# Datascience Capstone Week 3: Torono Neighborhood data

In [1]:
import pandas as pd
import numpy as np
import requests
from bs4 import BeautifulSoup as soup

In [2]:
url='https://en.wikipedia.org/wiki/List_of_postal_codes_of_Canada:_M'

**Using requests to call the url and get the data**

In [3]:
wiki_url=requests.get(url)

## Using Pandas to create the Dataframe

In [4]:
df_wiki=pd.read_html(wiki_url.text)
len(df_wiki),type(df_wiki)

(3, list)

In [5]:
torono_data=df_wiki[0]
torono_data.head()

Unnamed: 0,Postal Code,Borough,Neighborhood
0,M1A,Not assigned,Not assigned
1,M2A,Not assigned,Not assigned
2,M3A,North York,Parkwoods
3,M4A,North York,Victoria Village
4,M5A,Downtown Toronto,"Regent Park, Harbourfront"


In [6]:
torono_data.shape

(180, 3)

**Remove the rows with no assigned borough**

In [7]:
torono_data["Borough"].replace("Not assigned",np.nan,inplace=True)
torono_data.dropna(inplace=True)
torono_data.reset_index(drop=True, inplace=True)
torono_data.head()

Unnamed: 0,Postal Code,Borough,Neighborhood
0,M3A,North York,Parkwoods
1,M4A,North York,Victoria Village
2,M5A,Downtown Toronto,"Regent Park, Harbourfront"
3,M6A,North York,"Lawrence Manor, Lawrence Heights"
4,M7A,Downtown Toronto,"Queen's Park, Ontario Provincial Government"
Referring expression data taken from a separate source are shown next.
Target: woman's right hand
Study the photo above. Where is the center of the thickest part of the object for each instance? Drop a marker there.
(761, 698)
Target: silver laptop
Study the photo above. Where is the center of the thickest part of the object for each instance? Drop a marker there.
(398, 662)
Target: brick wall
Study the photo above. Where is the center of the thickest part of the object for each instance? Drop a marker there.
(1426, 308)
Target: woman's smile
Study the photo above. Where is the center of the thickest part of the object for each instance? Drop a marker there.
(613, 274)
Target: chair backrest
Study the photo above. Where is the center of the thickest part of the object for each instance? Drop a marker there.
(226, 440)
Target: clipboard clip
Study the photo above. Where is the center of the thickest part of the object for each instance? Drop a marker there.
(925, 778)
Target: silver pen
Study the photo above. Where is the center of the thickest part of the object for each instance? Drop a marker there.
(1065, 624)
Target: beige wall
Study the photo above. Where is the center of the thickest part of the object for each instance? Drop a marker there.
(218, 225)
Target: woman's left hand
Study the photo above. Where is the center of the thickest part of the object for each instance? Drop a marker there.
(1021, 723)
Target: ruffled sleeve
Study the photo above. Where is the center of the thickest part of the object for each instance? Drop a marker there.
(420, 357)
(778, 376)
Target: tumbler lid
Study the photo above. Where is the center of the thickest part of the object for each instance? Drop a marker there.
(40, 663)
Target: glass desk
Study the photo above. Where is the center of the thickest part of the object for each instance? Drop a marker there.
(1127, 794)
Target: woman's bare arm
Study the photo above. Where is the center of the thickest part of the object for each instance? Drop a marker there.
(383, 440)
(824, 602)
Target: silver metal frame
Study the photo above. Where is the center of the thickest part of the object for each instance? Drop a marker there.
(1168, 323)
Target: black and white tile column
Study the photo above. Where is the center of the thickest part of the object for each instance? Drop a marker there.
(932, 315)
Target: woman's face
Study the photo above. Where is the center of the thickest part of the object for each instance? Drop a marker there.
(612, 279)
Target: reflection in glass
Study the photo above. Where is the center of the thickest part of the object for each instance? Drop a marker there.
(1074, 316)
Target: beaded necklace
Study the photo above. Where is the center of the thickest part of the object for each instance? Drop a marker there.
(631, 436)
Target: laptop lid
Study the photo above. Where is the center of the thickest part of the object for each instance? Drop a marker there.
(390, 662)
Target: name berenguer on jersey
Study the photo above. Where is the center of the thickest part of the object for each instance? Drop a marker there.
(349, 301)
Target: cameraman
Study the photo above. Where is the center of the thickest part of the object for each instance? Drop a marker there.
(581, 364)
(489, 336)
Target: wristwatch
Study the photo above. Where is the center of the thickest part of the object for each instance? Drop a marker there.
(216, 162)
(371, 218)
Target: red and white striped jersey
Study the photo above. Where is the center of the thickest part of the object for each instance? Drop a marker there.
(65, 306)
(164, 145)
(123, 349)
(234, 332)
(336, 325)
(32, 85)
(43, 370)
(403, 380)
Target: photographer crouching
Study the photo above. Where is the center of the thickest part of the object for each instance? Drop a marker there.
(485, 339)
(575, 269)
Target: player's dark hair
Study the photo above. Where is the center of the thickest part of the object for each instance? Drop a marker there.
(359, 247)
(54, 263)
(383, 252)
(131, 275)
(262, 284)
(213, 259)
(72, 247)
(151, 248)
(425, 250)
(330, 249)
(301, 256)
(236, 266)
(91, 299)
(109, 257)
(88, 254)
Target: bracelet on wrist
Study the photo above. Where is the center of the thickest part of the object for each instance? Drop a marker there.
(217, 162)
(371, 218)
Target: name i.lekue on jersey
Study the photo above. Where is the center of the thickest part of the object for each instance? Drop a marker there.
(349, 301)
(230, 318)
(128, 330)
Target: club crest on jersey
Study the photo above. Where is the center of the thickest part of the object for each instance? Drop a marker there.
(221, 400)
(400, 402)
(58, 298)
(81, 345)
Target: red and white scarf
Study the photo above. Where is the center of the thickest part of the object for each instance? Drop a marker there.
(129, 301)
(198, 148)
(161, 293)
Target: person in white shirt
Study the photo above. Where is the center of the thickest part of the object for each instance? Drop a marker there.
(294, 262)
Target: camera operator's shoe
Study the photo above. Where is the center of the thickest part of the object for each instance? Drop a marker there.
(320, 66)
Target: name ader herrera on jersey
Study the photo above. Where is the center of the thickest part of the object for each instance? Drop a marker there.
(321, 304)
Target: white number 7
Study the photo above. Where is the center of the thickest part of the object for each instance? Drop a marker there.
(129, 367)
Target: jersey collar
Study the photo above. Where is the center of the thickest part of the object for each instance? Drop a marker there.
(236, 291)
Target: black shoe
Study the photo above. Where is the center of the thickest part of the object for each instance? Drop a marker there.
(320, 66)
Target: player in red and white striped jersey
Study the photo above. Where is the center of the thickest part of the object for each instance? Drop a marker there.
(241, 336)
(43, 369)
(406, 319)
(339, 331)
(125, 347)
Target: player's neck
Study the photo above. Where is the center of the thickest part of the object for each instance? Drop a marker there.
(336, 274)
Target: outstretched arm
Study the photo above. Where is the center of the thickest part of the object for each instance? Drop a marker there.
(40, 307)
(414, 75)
**Change the "Not assigned" neighborhood with the corresponding borough name**

In [8]:
torono_data[torono_data["Neighborhood"]=="Not assigned"].index

Int64Index([], dtype='int64')

There are no row with the Neighbourhood column containing "Not assigned"

In [9]:
count = 0
for row in range(len(torono_data)):
    if torono_data.iloc[row,2]=="Not assigned":
        torono_data.iloc[row,2]=torono_data.iloc[row,1]
        count=count+1
print("Replaced {} rows".format(count))

Replaced 0 rows


**Combine the Neighbourhoods with the same Postal Code**

In [10]:
torono_data[torono_data.duplicated(subset=["Postal Code"])].index

Int64Index([], dtype='int64')

In [18]:
if len(torono_data["Postal Code"]==set(torono_data["Postal Code"])): #check if there are any rows to modify
    print("No rows with repeating postal codes")
else: #Combine the rows with the same postal code
    for duplicate in torono_data["Postal Code"][torono_data.duplicated(subset=["Postal Code"], keep='first')]:
        comb_borough=""
        for brough in torono_data["Borough"][torono_data["Postal Code"]==duplicate]:
            comb_borough=comb_borough+","+brough
        torono_data["Borough"][torono_data["Postal Code"]==duplicate][0]=comb_borough
    torono_data.drop(axis=0,index=torono_data[torono_data.duplicated(subset=["Postal Code"])].index,inplace=True) 

No rows with repeating postal codes


**Final Shape of the DataFrame**

In [19]:
torono_data.shape

(103, 3)